Rebecca Swain Vadnie, Sentinel Staff Writer

December 2, 2005

Whether it's her bold abstractions or elegantly unfolding paintings, Jae Hahn has a distinctive artistic style.

You can see Hahn's work in her new show "Unfoldings" at the Millenia Fine Art Gallery at 4190 Millienia Blvd., Orlando. The show opens today and runs through Jan. 15. Details: 407-226-8701.

Your works seem to have two distinctive styles -- works that appear to unfold before the viewer and others based on geometric shapes and lines. Where do these styles fall in your development as an artist?

In the 1980s, my work was not strongly based on geometric shapes and lines. I completed a series of paintings with figures, consolidating my understanding of all the schools of masters. I focused on three major interests: first, structure from Cubism; second, dynamic colors studies from Matisse; and third, free, spontaneous gestural strokes from abstract expressionism.

In the early and mid-1990s, I focused on paintings without figures in my "Kuan" and "Sunyata" series. This is when my paintings became pure abstract, metaphysical, geometric, minimal and contemplative under the influence of Taoism and Zen Buddhism. In the late 1990s, I started to interact with space more actively, interlocking positive and negative space. Each stripe from the earlier paintings became an independent bar painting which also worked as a group using wall space as an extended painting background.
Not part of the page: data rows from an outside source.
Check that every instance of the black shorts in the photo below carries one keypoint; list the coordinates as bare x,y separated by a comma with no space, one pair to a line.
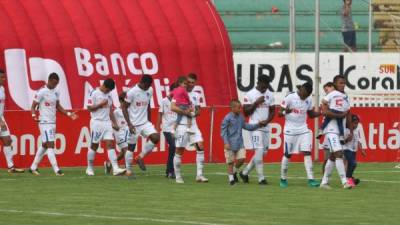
349,38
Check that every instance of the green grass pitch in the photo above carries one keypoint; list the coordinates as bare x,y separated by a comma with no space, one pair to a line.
153,199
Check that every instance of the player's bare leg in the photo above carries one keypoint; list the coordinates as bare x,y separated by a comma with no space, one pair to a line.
148,147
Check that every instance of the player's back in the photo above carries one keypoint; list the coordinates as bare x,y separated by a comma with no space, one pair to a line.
262,111
296,120
96,97
139,101
47,100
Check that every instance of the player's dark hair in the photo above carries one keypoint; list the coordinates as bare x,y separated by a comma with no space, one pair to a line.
146,79
263,79
109,84
173,86
337,77
122,96
355,118
329,84
181,79
192,76
233,102
54,76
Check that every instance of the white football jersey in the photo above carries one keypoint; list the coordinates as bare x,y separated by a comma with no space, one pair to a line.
195,101
340,102
2,100
296,121
262,111
168,116
353,144
95,98
120,119
47,99
139,100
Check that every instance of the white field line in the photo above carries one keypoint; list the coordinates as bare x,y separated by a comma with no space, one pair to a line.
50,177
105,217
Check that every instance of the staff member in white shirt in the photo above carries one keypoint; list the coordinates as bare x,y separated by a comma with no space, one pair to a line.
47,100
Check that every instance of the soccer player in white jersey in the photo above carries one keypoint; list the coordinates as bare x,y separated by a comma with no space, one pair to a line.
47,100
259,105
165,121
297,137
122,138
102,123
183,138
336,100
4,131
136,110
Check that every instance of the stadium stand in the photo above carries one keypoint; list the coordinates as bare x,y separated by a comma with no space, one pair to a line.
264,24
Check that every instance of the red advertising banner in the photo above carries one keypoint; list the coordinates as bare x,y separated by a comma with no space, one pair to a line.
380,135
87,41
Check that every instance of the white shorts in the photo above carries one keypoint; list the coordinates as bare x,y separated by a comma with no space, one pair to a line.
259,139
333,142
47,132
230,156
143,130
122,136
183,139
6,132
298,143
100,130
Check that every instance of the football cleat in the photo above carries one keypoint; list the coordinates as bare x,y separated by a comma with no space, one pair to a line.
283,183
313,183
15,170
325,186
118,171
263,182
347,186
60,173
179,180
107,167
201,179
89,172
34,172
139,161
235,178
And "folding" started to happen. . . .

In December 2004, when I finished my first series of "Unfoldings" drawings, I knew immediately that I had achieved what I had been pursuing for so long. I like the storytelling aspect of "Unfoldings," the way the paintings are spilling by unfolding with viewers.

When were you first introduced to art as a child? How?

Art is one of the earliest things I can remember. My father was an artist and an art teacher, and I was expected to follow his path. However, it was not an easy decision for an immigrant like me to pursue a career as an artist because of the financial difficulties.

Tell me more about "Millenia," the painting you've created for the gallery -- what was the biggest challenge in creating this piece?

The inception of "Millenia" was the most spontaneous and yet most natural thing. As soon as I completed the first set of "Unfoldings" paintings, I showed the photos to Barbara and Robert Lombard of Millenia Gallery. They fell in love with the works I showed them, which were of all colors, shapes and sizes. Then Barbara said something which showed me that she had reacted to my "Unfoldings" paintings exactly as I had while I was making them. She said, "I see something big. You should make it big. Real big." Then Robert asked me whether I could make a piece large enough to fill the largest wall space in the gallery, which is 16 feet high and 55 feet long. I said "No problem." This is how the "Unfoldings" painting titled "Millenia" was born.

When you are not painting, what else do you enjoy doing?

I enjoy just living and working. I recently finished remodeling my home and building my new studio in the back yard. Right outside my new studio, I now have a lovely deck and entry to the backyard garden is through a Chinese Moongate. It was fun to work on "Unfoldings." Work and fun became one. Yes, I can answer your question more conventionally. I particularly enjoy reading and traveling. Both are all about meeting. In reading, I meet with humanity's greatest cultures, ideas, language, our own heritage. In traveling, I meet with the real world.